I did some pixel-peeper testing with a DSLR - as far as sharpness goes, even cheap Chinese ND and polas - no issues at all. Cheap filters' real achilles heel is color rendering, I've found. And of course, sticking a big flat extra element on a lens can be a recipe for flare, and you need to keep it as clean as a lens. But they guys who say "why would you stick a $50 filter on a thousand-dollar lens??!?" Well, to keep it worth a thousand - the only issues I've had are flare, and that's really more apparent with dust or dried splashes on the filter anyway. A decent hood and I've had no lost footage or stills due to flare.

But over the years, I've thrown out maybe 4 or 5 plain old UV filters on my shouldermount Panasonic, and man, they were pretty trashy looking. But the lens on that camera still looks new. Paid about $6k for the thing, and it's been through some stuff, so glad to have the protection on it. Only remove it to replace it.
 
(there was a url link here which no longer exists)
 
I have a sky light or uv filter on all my lenses, not the WideLux which is a special case, to protect the lens, take out distance haze, and/or to warm color. I remove them when I need a contrast filter for black & white.
 
I think it's a good idea to protect your lens with a UV filter; Hoya multicoated filters are not that expensive and their quality is excellent. B+W filters are also excellent but cost more.
 
There are special "P" (protection") filters made by a lot of companies. I never wanted UV filtered out so they're an answer to a prayer for me.
 
Why do you not want the UV part to be filtered out?
 
A couple of things to consider. The more costly filters usually have brass mounts, better to clean the surface of a (replaceable) filter then accidentally marring the surface when wiping the rain drops with whatever is handy.
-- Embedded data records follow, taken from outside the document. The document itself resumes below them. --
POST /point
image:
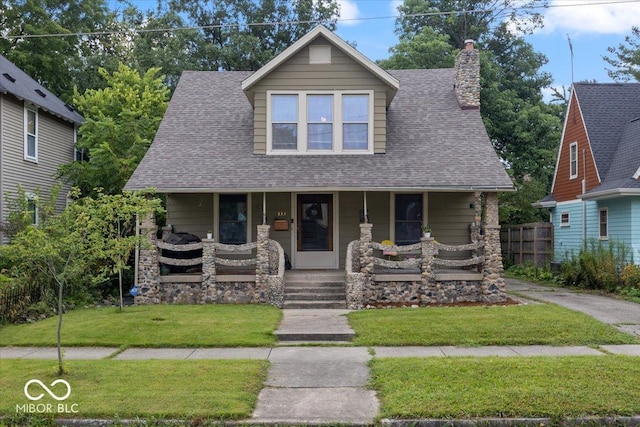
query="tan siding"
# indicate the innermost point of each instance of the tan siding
(190, 213)
(565, 188)
(260, 123)
(450, 215)
(342, 74)
(55, 147)
(278, 203)
(351, 203)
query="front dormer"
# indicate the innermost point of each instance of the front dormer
(320, 96)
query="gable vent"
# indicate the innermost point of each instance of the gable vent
(320, 54)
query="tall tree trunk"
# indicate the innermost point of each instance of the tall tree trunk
(60, 367)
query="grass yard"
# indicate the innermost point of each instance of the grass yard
(507, 387)
(536, 324)
(213, 389)
(153, 326)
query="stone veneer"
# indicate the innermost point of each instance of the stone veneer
(364, 290)
(266, 286)
(467, 79)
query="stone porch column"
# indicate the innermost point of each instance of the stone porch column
(262, 262)
(209, 292)
(493, 280)
(148, 263)
(366, 254)
(428, 274)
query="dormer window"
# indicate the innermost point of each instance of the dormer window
(322, 122)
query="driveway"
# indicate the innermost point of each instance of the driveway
(624, 315)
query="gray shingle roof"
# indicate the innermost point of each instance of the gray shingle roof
(205, 143)
(24, 87)
(611, 113)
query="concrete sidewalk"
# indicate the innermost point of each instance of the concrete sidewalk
(274, 354)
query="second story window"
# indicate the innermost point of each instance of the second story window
(322, 122)
(31, 134)
(573, 160)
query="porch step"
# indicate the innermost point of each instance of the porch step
(314, 290)
(313, 304)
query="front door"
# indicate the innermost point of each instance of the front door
(314, 240)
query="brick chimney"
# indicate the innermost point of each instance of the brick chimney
(467, 83)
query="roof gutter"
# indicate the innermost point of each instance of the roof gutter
(609, 194)
(489, 189)
(544, 205)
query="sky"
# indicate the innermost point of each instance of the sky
(592, 26)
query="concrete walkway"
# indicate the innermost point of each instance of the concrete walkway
(624, 315)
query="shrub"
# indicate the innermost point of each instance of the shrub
(599, 266)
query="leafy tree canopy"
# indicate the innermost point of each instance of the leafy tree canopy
(121, 121)
(523, 128)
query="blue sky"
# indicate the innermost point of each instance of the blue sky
(591, 25)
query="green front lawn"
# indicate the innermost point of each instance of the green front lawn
(216, 389)
(536, 324)
(153, 326)
(507, 387)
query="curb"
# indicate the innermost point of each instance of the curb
(633, 421)
(513, 422)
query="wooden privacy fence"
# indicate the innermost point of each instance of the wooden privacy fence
(527, 243)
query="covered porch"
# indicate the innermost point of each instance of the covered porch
(375, 237)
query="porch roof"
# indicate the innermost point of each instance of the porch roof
(205, 144)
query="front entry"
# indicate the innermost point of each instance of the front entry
(314, 239)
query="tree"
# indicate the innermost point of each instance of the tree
(427, 49)
(79, 245)
(626, 58)
(523, 129)
(466, 19)
(245, 34)
(121, 121)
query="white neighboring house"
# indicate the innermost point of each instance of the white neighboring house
(37, 135)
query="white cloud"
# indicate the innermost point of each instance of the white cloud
(394, 6)
(614, 18)
(349, 12)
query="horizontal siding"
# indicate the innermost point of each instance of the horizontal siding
(190, 213)
(635, 228)
(566, 189)
(567, 240)
(450, 215)
(55, 148)
(297, 74)
(277, 203)
(351, 203)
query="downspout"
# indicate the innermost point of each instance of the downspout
(264, 208)
(366, 213)
(584, 206)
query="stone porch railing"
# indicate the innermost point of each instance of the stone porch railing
(424, 279)
(266, 285)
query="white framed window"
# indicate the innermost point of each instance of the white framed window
(408, 218)
(573, 160)
(233, 219)
(32, 208)
(31, 134)
(603, 221)
(320, 122)
(79, 154)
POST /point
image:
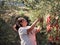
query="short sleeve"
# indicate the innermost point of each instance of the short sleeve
(22, 31)
(34, 30)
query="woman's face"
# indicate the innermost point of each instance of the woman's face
(24, 23)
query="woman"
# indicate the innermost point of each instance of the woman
(27, 33)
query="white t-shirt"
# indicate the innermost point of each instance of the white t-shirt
(27, 39)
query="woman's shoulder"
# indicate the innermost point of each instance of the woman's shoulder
(24, 27)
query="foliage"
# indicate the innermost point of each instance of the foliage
(37, 9)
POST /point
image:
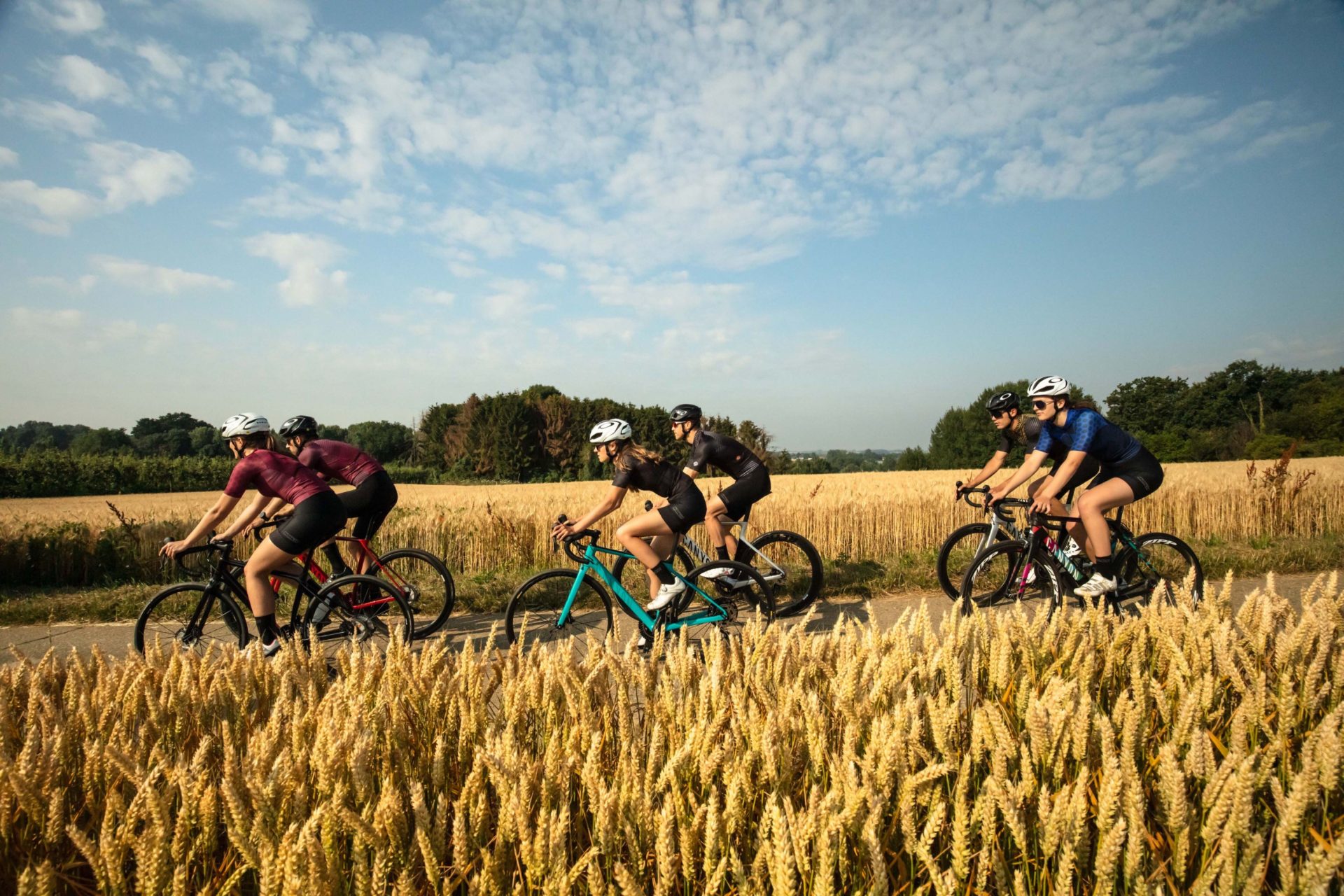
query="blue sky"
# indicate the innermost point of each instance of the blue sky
(834, 219)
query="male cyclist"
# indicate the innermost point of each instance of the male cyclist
(750, 477)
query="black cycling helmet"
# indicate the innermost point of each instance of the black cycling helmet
(1003, 402)
(302, 425)
(683, 413)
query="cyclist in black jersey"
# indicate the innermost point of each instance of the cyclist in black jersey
(750, 477)
(1006, 412)
(641, 469)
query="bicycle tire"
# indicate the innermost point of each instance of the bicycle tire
(638, 584)
(164, 617)
(1161, 577)
(426, 583)
(378, 615)
(951, 580)
(792, 592)
(992, 574)
(533, 614)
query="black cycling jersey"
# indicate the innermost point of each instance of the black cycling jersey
(722, 451)
(1031, 433)
(659, 477)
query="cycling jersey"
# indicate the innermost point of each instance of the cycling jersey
(276, 476)
(335, 460)
(659, 477)
(722, 451)
(1086, 430)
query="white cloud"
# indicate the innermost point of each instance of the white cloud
(151, 279)
(73, 16)
(433, 296)
(305, 257)
(41, 321)
(51, 115)
(268, 162)
(276, 19)
(89, 83)
(80, 286)
(131, 174)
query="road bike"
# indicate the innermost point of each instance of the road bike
(200, 614)
(787, 561)
(422, 580)
(964, 545)
(565, 603)
(1148, 566)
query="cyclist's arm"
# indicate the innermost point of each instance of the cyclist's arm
(1027, 470)
(1065, 472)
(991, 466)
(245, 519)
(220, 511)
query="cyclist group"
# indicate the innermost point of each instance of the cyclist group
(1085, 448)
(299, 479)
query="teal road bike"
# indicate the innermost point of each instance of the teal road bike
(566, 603)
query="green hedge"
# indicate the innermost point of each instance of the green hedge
(49, 475)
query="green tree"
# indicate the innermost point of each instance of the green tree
(386, 441)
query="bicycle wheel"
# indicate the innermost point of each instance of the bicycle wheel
(956, 554)
(1158, 564)
(192, 617)
(790, 566)
(534, 612)
(1004, 573)
(720, 605)
(362, 610)
(635, 578)
(426, 584)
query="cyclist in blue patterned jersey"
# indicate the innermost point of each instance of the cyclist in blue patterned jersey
(1128, 472)
(750, 477)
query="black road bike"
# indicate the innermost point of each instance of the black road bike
(1035, 567)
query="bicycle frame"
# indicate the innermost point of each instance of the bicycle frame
(632, 606)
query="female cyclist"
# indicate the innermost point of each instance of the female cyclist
(372, 498)
(318, 514)
(1006, 412)
(641, 469)
(750, 477)
(1128, 472)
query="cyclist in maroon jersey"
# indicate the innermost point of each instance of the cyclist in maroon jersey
(319, 514)
(372, 498)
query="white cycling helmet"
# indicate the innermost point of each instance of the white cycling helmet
(244, 425)
(1049, 386)
(610, 431)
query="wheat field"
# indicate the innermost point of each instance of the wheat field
(1183, 750)
(859, 516)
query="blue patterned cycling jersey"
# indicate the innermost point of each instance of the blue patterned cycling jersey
(1086, 430)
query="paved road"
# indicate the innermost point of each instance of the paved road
(115, 637)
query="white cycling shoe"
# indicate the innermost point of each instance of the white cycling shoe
(1096, 586)
(667, 593)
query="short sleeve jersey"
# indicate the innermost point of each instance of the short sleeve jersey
(1031, 435)
(659, 477)
(722, 451)
(334, 460)
(276, 476)
(1086, 430)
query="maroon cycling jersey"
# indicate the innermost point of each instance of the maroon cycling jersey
(276, 476)
(335, 460)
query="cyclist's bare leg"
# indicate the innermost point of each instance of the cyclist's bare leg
(720, 536)
(651, 554)
(1092, 507)
(265, 559)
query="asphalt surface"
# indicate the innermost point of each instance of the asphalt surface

Also consider a lens shade if you prefer to not use a filter.

http://www.jeffreyglasser.com/
 
I agree with M. Carter in post #2, although I rarely use protective filters. Over many decades this has cost me two lenses, a small price to pay for the countless images produced. Modern quality multicoated filters should not noticeably affect image quality.
 
Try drugs
 
UV light is only part of the spectrum, it must be pure for best effect.
 
UV light is only part of the spectrum, it must be pure for best effect.

Maybe for some processes, but not in my photographs.
 
Chip needs the UV light for it being diffuse reflected.
 
I have a 70/2.8 Zeiss lens bought used of course, the glass is pristine. Protection filter? I have never used them with my other cameras before. Tiffen are about $30, Heliopan cost about $200 but that's almost the cost of the lens.

OTOH if it's for your smaller camea ie - travel when you are out 9am - 8pm each day including when it rains. Would you use a filter then? I've never had but my Nikon lens is still very good but it is no longer pristine.


Like to know your thoughts?
I have them on all my lenses;never seen any image degration and when I clean them once a year or so, I'm glad I clean the dirt off the filter and not off a lens.
 
If you will merely unscrew the filter while viewing through an SLR and hold it in front of the lens and move it around, you can observe the movements of the reflected ghost highlights. You will see the image degradation that a filter creates. I've got one Pentax branded "ghostless" UV filter that doesn't cause these double-images. But all the flat ones do.

There's a thread here where a photograph was shown of a movie theater marquis where the name of the theater appeared shifted and upside-down.

(there was a url link here which no longer exists)

In most photographs which have already been taken, the artifacts seem to be acceptable, since they are clearly visible but people keep using filters.

But at night, shooting scenes with bright lights and dark backgrounds, take the filter off if you don't want ghost images.
 
I have them on all my lenses;never seen any image degration and when I clean them once a year or so, I'm glad I clean the dirt off the filter and not off a lens.